Many people do not consider their return on investment (ROI) when conducting their PPC campaigns. Until you do this, you cannot understand whether your efforts have the intended results. Often the easiest way to determine your PPC’s ROI is to work backwards. Determine the number of sales that you need this week. Then, determine the number of presentations that you must have to make that number of sales and the number of people that must click on your ad to allow you to make that number of presentations. Finally, you should know the number of times the ad needs to show to elicit that number of clicks.
Google Analytics
The first analytic that you need to pay attention to is the click rate for each ad. This percentage tells you the number of times that the ad displays compared to the number of times that someone clicks on the ad. It is important to be constantly trying to raise this rate. The average click rate is two per cent. Therefore, if you are running an average campaign, two people will click on your ad for every 100 people that see it. Generally, the higher the click-through rate, the lower the cost per click. There are several things that you can try to raise the click-through rate. Click rates increase when the PPC ad has a creative call to action when it displays the URL, and when it contains clear images and designs.

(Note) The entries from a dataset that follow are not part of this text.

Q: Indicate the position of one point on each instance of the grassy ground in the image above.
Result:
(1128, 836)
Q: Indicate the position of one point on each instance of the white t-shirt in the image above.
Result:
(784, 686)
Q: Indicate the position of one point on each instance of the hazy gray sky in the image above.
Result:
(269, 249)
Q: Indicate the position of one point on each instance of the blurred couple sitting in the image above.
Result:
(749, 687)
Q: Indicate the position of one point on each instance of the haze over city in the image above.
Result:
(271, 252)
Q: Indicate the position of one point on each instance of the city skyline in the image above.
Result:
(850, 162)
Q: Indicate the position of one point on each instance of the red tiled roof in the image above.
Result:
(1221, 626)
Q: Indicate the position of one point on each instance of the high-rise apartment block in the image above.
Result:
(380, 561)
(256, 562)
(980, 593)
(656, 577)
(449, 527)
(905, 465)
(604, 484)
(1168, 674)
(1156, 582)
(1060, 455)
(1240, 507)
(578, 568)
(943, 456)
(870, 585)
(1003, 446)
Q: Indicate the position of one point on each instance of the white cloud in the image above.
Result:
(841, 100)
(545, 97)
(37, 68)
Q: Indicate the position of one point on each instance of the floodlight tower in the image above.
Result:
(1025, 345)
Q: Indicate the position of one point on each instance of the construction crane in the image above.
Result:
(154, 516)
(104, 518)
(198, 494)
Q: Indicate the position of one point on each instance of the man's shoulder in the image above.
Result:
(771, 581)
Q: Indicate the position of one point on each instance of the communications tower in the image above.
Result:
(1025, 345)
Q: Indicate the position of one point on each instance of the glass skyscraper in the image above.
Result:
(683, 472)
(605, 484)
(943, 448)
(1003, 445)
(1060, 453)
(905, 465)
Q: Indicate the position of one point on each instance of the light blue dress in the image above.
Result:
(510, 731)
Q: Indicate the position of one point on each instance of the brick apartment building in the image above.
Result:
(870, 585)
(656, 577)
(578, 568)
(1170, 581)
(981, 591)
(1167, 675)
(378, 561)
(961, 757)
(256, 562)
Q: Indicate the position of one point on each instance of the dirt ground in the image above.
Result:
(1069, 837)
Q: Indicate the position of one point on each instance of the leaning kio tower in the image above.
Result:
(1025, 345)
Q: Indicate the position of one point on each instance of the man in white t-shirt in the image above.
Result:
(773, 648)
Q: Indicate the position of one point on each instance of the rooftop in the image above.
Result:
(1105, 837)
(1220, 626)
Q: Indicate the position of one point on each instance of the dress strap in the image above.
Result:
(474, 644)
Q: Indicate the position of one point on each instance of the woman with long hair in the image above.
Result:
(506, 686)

Business owners also need to look at the cost per click, as this tells them how much money each click is costing the company. This is how you buy the keywords that you want to use during your campaign. Your bid cost per click may be higher than the actual cost per click. It is essential to choose target words based on the goals that you want to accomplish. If you want to spend less money, then consider long-tail keywords. For example, the price for PPC management is going to be much higher than the cost of PPC management in India. Before choosing a lower cost keyword, keep in mind what customers you want to attract to your site.
A third number that you need to consider is your quality score. The higher the quality score, the higher Google will place your ads. While Google keeps the exact formula that they use to determine this score a secret, there are three factors that pay a large role in determining it. The first factor is the past click-through rate of the keyword, which business owners can find by dividing the number of clicks by the number of times that the ad is shown. The second factor is the quality of the landing page that you create for the campaign. The final factor is the relevancy of the keywords to your business.
Raising Your ROI On PPC Campaigns
To raise your ROI on PPC, you need to concentrate on choosing the highest quality keywords that you can afford. Then, create ads with clear call to actions that will capture the attention of your intended audience. Finally, create landing pages that are highly relevant.